Amy Van Bergen, executive director of the association, talked to the students about the prejudices and myths associated with Down Syndrome and how improved medical care has increased the life expectancy of patients with the condition from only 9 years in 1924 to over 58 years today. Ms. Van Bergen’s son, Wils, has Down Syndrome but has defied many of society’s misperceptions by graduating from high school, attending college classes and living in an apartment at the University of North Florida. She described the devastation of parents who dream for nine months of having a “typical” baby and then learn that their child has been diagnosed with Down Syndrome. “Our role, at the Down Syndrome Association,” she said, “is to help give people the dream back.”

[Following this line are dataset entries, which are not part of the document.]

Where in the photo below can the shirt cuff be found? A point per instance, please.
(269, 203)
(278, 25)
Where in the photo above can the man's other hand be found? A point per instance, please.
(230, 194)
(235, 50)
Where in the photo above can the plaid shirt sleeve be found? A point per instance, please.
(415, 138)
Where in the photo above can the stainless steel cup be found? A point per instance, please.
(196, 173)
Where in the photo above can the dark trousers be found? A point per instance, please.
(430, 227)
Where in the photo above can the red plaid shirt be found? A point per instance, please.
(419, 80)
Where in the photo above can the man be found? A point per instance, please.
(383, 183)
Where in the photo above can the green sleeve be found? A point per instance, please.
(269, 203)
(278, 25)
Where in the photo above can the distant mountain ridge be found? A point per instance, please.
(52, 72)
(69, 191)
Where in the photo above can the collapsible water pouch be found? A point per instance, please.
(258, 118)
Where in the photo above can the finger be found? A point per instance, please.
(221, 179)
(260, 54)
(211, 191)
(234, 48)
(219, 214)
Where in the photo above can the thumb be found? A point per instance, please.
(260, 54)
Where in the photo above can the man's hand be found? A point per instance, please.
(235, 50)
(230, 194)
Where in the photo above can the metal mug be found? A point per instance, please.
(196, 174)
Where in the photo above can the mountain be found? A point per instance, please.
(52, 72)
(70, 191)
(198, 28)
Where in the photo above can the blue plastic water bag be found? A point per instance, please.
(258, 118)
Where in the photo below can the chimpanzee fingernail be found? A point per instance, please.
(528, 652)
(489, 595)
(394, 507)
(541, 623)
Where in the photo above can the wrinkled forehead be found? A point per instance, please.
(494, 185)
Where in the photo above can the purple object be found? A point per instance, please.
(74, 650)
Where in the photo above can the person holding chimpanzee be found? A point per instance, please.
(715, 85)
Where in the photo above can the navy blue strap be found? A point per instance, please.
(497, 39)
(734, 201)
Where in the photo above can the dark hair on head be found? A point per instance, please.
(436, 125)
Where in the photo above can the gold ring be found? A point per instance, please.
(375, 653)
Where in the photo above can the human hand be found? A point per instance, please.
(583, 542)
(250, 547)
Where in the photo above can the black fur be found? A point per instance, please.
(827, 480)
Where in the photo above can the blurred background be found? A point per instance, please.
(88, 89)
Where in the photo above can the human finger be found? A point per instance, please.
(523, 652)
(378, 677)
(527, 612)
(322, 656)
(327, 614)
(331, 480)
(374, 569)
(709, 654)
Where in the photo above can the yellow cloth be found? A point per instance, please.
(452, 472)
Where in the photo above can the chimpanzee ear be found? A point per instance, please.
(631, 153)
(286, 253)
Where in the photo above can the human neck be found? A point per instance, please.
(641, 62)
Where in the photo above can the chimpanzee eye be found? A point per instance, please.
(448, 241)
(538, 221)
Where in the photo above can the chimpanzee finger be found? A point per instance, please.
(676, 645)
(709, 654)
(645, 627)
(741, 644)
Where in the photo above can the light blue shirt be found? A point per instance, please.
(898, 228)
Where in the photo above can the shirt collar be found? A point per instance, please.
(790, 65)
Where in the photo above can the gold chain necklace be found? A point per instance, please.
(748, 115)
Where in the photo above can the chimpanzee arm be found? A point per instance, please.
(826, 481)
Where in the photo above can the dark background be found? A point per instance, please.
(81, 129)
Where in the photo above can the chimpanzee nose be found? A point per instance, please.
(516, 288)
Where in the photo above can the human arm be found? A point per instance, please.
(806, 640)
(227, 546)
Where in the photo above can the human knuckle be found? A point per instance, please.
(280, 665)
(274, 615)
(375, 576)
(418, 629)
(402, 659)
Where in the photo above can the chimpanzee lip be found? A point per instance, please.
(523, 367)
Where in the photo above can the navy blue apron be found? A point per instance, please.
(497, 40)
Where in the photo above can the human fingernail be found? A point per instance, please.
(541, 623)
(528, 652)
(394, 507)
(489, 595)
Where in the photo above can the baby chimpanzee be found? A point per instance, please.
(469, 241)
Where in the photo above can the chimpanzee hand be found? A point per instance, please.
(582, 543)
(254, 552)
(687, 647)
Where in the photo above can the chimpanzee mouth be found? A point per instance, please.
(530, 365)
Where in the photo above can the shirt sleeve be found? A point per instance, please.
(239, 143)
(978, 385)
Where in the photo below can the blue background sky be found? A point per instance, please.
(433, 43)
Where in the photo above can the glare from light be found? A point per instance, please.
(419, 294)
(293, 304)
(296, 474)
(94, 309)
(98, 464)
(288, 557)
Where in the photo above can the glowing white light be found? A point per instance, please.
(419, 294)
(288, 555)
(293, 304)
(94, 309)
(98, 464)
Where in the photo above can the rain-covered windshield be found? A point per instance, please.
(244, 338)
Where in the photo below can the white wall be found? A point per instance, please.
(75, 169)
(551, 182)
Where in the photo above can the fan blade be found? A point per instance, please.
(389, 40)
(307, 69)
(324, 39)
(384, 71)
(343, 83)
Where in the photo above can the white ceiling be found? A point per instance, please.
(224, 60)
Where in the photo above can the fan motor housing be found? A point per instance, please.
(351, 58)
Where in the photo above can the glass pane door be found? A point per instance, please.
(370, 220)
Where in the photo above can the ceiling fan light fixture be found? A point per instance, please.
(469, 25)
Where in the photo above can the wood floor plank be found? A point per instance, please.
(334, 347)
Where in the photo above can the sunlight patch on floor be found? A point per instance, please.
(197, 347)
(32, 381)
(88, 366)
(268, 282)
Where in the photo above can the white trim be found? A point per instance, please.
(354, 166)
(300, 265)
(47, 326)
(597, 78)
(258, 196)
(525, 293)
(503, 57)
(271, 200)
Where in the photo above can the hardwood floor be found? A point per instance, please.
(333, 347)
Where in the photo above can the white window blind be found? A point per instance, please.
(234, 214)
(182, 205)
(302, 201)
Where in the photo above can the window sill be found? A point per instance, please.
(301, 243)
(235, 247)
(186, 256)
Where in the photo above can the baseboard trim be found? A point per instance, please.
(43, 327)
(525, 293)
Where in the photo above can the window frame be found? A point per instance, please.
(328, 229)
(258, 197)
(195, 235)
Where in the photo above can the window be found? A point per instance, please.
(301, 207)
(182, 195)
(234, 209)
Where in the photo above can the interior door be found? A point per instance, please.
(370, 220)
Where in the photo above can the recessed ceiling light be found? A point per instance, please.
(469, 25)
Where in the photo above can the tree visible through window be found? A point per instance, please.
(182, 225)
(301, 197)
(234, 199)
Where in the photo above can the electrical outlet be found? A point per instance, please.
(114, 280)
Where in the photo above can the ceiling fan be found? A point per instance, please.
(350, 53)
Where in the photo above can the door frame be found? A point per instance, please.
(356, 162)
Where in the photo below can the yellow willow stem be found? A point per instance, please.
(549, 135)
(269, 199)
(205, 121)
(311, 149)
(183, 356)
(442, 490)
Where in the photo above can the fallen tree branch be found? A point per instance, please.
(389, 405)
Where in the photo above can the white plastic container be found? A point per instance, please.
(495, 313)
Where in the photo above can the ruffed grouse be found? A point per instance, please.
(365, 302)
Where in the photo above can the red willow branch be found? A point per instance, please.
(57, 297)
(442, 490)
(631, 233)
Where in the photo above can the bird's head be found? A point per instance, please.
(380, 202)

La Taasha Byrd, whose 7-month-old daughter has Down Syndrome, told the students that as doctors they must combine their scientific knowledge with a caring heart. “If you have no empathy,” she said, “your degree is worth nothing.”
Ryan Popp’s father, Roger, formed the local Down Syndrome Association in 1991, after his son was born with the condition. Ryan has a full-time job, a driver’s license and is learning Japanese, Chinese, Korean and German because he wants to be an international advocate for people with disabilities. Ryan emphasized that patients with Down Syndrome want to be involved in their own medical care and spoke of the importance of early intervention in helping people reach their full potential.
Ryan said he is aware that many people consider Down Syndrome a disability, but “that’s not going to stop me.”